Figure 3.. Association Between Machine-Curated Imaging Report Outcomes and Overall Survival
All results were derived from Cox proportional hazards regression models in which the imaging finding was included as a time-varying covariate. Hazard ratios therefore represent the relative hazard of mortality at any given time if a particular imaging finding was present on the most recent prior scan vs if it was not. In models analyzing the outcome of any cancer, the presence of cancer on an imaging report was the sole independent variable. In models analyzing the outcome of response and progression, each was included as a binary variable. aCohort included 1294 reserve set patients (with imaging reports on 11 946 dates predating survival cutoff) who did not undergo human curation but for whom overall survival data were available. Survival time was indexed at the date of the first imaging report available. bCohort included 1112 curation set patients (with imaging reports on 11 091 dates predating survival cutoff) who underwent human and machine curation.
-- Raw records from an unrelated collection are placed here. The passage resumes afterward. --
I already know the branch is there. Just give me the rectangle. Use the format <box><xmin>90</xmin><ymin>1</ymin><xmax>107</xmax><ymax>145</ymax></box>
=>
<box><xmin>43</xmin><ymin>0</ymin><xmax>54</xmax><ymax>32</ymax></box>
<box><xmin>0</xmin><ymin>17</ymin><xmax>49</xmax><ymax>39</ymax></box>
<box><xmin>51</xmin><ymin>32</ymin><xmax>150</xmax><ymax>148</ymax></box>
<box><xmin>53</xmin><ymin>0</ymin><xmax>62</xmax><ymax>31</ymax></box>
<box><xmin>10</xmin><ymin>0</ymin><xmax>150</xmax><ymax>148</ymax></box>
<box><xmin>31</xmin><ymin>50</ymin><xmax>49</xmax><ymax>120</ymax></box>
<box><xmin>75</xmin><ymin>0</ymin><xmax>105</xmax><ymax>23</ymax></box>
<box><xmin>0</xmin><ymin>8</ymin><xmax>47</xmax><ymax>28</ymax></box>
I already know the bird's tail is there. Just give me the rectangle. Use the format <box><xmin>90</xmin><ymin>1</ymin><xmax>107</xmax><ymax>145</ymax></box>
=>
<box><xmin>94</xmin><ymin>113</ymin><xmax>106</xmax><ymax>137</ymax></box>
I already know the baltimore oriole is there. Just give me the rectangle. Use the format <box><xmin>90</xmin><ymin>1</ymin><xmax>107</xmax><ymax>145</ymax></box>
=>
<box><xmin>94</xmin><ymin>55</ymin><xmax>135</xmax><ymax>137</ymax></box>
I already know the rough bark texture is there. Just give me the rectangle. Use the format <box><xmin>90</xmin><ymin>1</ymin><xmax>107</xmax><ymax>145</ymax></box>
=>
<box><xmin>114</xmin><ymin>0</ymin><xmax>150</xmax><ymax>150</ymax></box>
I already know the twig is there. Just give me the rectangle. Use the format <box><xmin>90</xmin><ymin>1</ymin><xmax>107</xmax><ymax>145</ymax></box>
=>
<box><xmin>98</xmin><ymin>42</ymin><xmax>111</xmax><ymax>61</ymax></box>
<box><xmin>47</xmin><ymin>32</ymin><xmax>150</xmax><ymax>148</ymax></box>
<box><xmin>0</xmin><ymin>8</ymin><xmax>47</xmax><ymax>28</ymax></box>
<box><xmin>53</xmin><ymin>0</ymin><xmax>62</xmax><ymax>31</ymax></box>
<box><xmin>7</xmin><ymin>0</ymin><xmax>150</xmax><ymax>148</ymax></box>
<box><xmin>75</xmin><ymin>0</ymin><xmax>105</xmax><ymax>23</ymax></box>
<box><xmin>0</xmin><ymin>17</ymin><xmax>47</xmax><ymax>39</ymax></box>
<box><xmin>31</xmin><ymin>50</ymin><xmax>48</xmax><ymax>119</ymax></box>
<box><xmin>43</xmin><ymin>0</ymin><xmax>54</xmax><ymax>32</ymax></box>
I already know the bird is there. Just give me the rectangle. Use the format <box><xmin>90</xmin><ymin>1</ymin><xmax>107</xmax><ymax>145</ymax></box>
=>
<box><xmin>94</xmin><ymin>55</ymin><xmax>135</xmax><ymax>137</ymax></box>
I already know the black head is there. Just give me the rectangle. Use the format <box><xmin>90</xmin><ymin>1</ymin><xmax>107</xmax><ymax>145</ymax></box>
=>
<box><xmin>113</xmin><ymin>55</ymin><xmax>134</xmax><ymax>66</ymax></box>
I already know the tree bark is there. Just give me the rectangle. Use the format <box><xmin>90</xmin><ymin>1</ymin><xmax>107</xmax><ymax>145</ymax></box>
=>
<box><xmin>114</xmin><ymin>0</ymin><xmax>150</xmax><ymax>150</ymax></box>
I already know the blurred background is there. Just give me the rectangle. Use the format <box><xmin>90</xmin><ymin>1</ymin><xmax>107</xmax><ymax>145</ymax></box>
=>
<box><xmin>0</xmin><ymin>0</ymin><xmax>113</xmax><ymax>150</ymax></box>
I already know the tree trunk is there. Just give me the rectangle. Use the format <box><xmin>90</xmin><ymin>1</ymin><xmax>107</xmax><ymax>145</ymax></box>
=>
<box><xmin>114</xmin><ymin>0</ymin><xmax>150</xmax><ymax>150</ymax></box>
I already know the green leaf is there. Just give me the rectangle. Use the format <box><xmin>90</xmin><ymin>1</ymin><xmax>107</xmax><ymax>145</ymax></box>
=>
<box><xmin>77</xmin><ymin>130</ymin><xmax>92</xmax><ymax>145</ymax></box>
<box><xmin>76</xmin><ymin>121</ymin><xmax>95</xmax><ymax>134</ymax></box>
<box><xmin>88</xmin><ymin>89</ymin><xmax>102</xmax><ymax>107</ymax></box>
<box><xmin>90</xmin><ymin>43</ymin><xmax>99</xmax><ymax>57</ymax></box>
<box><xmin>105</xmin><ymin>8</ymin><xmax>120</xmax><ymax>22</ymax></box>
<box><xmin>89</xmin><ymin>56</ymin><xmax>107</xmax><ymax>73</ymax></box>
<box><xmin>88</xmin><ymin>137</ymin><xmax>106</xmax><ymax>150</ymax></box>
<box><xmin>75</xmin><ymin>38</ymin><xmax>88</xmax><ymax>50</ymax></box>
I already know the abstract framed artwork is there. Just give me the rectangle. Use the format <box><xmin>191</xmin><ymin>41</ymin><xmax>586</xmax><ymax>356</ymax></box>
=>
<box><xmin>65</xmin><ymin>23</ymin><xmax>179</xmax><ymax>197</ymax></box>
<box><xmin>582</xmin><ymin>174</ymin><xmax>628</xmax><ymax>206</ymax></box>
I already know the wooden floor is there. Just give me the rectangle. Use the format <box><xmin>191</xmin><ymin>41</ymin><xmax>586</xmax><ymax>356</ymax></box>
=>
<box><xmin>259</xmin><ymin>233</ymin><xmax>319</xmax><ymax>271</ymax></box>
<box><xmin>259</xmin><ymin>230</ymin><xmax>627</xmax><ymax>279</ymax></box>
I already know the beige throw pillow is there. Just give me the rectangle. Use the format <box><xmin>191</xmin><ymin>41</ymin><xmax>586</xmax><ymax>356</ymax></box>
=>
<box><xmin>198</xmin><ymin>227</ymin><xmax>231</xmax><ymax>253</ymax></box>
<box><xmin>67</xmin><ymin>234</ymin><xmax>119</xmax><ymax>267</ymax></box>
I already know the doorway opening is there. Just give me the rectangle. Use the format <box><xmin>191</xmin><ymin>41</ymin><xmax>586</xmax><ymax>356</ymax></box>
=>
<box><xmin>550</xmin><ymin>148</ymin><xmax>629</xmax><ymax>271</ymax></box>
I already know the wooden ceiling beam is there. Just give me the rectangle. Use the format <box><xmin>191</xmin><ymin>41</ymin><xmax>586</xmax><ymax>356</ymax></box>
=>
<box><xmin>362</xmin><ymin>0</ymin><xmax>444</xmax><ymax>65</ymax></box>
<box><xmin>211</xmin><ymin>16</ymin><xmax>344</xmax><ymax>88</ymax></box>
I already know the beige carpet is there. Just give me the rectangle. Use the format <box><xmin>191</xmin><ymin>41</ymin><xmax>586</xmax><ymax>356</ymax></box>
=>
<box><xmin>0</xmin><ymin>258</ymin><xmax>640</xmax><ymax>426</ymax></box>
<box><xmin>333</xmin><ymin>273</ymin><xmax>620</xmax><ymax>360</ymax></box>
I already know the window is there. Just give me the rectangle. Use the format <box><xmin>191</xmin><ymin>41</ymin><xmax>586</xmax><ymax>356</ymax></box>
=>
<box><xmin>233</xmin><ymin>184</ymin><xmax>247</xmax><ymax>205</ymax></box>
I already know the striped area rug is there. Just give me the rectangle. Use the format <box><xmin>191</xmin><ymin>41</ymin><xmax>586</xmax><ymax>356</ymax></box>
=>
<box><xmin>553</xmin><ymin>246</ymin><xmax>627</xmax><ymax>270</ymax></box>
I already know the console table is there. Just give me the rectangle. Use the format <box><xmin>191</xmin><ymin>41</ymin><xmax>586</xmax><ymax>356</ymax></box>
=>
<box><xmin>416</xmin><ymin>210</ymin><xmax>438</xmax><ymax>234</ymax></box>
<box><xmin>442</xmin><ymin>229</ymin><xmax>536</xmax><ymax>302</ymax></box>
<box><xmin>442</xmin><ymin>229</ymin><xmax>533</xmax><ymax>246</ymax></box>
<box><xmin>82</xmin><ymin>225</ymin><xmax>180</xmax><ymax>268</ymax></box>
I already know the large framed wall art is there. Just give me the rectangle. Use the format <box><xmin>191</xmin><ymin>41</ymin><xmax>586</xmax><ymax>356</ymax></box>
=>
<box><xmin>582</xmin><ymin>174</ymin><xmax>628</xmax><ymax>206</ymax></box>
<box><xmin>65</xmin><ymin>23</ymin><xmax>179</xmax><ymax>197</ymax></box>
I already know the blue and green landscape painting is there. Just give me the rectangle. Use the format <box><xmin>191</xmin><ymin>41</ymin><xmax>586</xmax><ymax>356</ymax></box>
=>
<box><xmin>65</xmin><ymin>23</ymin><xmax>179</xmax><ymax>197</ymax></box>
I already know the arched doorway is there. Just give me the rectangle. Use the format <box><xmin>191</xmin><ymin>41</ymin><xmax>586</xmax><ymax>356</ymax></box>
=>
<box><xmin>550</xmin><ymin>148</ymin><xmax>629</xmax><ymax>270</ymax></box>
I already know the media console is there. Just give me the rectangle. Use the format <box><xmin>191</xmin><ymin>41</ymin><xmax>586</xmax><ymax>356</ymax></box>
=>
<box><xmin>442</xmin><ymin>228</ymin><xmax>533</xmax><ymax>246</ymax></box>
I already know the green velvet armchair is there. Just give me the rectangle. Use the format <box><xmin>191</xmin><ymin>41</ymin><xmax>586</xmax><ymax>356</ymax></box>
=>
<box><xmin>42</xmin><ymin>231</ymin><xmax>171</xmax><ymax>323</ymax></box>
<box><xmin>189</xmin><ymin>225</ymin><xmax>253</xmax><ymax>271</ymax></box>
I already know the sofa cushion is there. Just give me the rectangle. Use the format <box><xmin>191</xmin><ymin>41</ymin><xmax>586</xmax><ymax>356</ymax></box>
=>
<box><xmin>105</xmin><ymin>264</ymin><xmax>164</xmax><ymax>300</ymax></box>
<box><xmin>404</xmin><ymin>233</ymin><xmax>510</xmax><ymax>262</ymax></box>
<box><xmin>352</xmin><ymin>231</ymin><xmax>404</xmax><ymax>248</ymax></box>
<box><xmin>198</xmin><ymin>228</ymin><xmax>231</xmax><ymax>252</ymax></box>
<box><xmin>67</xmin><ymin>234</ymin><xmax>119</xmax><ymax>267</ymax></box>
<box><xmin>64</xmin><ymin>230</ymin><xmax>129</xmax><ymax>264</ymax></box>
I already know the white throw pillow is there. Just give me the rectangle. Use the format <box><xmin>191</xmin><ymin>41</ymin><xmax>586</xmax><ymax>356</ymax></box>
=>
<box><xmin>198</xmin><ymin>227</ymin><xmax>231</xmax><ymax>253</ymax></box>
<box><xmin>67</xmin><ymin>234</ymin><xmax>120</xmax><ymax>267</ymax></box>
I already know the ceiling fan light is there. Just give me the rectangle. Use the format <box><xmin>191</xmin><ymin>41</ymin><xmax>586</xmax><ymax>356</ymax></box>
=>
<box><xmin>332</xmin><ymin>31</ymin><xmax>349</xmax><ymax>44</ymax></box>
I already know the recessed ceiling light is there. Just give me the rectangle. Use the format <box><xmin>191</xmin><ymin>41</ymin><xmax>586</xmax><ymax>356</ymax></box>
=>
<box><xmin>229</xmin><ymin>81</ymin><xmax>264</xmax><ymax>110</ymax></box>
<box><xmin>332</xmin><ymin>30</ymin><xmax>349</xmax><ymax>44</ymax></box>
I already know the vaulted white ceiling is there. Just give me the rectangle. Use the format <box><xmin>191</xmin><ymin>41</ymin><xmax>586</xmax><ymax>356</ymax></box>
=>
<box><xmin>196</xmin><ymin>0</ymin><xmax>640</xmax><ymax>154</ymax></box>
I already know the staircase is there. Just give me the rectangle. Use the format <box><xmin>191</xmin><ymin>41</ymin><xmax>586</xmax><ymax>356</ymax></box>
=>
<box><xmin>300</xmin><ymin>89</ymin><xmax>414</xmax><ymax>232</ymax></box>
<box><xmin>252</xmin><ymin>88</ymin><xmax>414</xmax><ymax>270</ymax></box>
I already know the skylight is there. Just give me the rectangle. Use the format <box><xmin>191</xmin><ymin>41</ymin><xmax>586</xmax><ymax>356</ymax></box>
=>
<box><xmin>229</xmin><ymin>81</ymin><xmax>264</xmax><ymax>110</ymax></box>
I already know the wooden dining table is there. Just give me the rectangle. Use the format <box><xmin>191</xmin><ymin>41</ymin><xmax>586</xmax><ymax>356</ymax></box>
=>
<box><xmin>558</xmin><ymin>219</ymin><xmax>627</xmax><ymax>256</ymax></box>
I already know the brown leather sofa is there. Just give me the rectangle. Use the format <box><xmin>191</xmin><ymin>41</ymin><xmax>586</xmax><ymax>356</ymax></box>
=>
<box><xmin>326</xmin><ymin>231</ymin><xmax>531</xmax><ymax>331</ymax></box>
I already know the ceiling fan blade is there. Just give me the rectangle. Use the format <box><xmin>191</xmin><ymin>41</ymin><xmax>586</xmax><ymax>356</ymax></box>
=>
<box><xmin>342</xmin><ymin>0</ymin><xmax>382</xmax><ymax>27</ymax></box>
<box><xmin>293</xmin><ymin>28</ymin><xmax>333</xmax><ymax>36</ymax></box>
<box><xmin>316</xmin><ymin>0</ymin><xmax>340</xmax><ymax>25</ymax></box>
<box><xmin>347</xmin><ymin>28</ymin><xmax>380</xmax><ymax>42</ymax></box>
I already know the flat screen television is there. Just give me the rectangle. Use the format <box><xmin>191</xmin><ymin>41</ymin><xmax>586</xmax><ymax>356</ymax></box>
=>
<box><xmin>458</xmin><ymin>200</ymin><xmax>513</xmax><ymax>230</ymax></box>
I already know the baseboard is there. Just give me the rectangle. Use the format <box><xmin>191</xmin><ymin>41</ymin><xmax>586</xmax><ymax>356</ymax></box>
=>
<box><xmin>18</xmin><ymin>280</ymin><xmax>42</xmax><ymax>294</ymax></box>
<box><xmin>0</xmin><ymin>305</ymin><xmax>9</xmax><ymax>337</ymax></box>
Survival time was indexed at the date of the first imaging report available. cCohort included 395 reserve set patients (with imaging reports on 4092 dates preceding survival cutoff) who did not undergo human curation but for whom overall survival data were available and initiated a treatment plan recorded as palliative in intent. Survival time was indexed at the date of first palliative-intent systemic therapy. dCohort included 501 curation set patients (with imaging reports on 4941 dates predating survival cutoff) who underwent human and machine curation and initiated a treatment plan recorded as palliative in intent. Survival time was indexed at the date of first palliative-intent systemic therapy.